Those fast products are made possible thanks to classical FFT techniques using convolution products. For urQRd, the product $H\Omega$ has a cost of $KL$log$(L)$.

The matrix $Y$ is much smaller than $H$, it can rapidly be factorized by **QR**
( _see QR on Wikipedia_ ) : $Y = QR$

A second product is necessary for urQRd : $Q^*H$. In this case the product has a cost close to $KL$log$(L)$ when using the fast structured matrix vector product.

$\tilde{X}$ the denoised signal is then computed from $Q$ and $Q^*H$ using FFT again and indices inversion.

Let $U = Q^*H$, each $\tilde{X_i}$ is obtained from the $i^{th}$ (${n_i}$ elements long) antidiagonal by :

$$ \tilde{X_i} = \frac{1}{n_i}\sum_{j=max(i-M+1,1)}^{min(i,N)} H_{i-j+1,j}\approx \frac{1}{n_i} \sum_{k=1}^{K} \sum_{j=max(i-M+1,1)}^{min(i,N)} Q_{i-j+1,k}U_{k,j} $$

$$ \;\;\;\;\;\;\;\;\; = \frac{1}{n_i} \sum_{k=1}^{K} \sum_{j=max(i-M+1,1)}^{min(i,N)} Q_{i,j}^{(k)}U_{j}^{(k)} = \frac{1}{n_i} \sum_{k=1}^{K} (Q^{(k)}.U^{(k)})_i $$

$Q^{(k)}$ is the $L \times N$ Toeplitz matrix formed with the vector $[0,....0,X_{0},X_{1},..X_{L},0,....,0]^T$ with $(N-1)$ zeros at each extremity of the vector.
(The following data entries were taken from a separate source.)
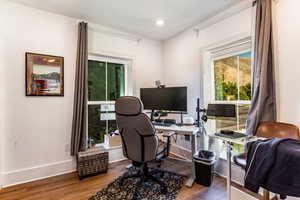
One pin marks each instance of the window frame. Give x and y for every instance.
(107, 59)
(236, 102)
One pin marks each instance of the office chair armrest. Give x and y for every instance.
(168, 134)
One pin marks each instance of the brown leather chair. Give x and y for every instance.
(270, 130)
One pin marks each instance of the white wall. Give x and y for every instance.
(37, 129)
(288, 27)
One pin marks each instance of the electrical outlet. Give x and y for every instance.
(67, 148)
(187, 137)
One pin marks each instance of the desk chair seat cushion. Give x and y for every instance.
(240, 160)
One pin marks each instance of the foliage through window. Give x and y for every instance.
(232, 84)
(106, 82)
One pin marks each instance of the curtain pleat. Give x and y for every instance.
(79, 126)
(263, 104)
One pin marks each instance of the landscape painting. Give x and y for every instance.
(44, 75)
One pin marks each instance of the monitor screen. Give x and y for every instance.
(221, 110)
(167, 99)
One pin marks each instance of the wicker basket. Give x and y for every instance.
(92, 162)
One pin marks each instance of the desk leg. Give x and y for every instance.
(228, 170)
(191, 180)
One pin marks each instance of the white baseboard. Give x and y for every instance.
(17, 177)
(1, 180)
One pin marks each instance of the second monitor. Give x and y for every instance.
(172, 99)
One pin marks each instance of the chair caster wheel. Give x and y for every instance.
(162, 175)
(164, 190)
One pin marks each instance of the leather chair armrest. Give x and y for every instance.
(168, 134)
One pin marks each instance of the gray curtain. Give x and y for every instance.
(263, 105)
(78, 140)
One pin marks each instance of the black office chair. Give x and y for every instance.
(140, 144)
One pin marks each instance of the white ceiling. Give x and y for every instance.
(137, 16)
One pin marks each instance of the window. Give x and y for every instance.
(106, 82)
(232, 84)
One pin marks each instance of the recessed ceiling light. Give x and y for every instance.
(160, 22)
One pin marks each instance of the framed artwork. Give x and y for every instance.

$U^{(k)}$ is the matrix $U_{i,j}$ This last operation has a cost of $K(L+N)$log$(L+N)$.

urQRd scales globally in $KN$log$(N)$.

All those fast calculations are based on the FFT fast matrix-vector product.

**Fast Hankel Matrix vector product**

Let $H$ be a Hankel matrix of dimensions $M \times N$, $g$ its generator vector of size $M+N-1$ and $v$ a vector of size $M$.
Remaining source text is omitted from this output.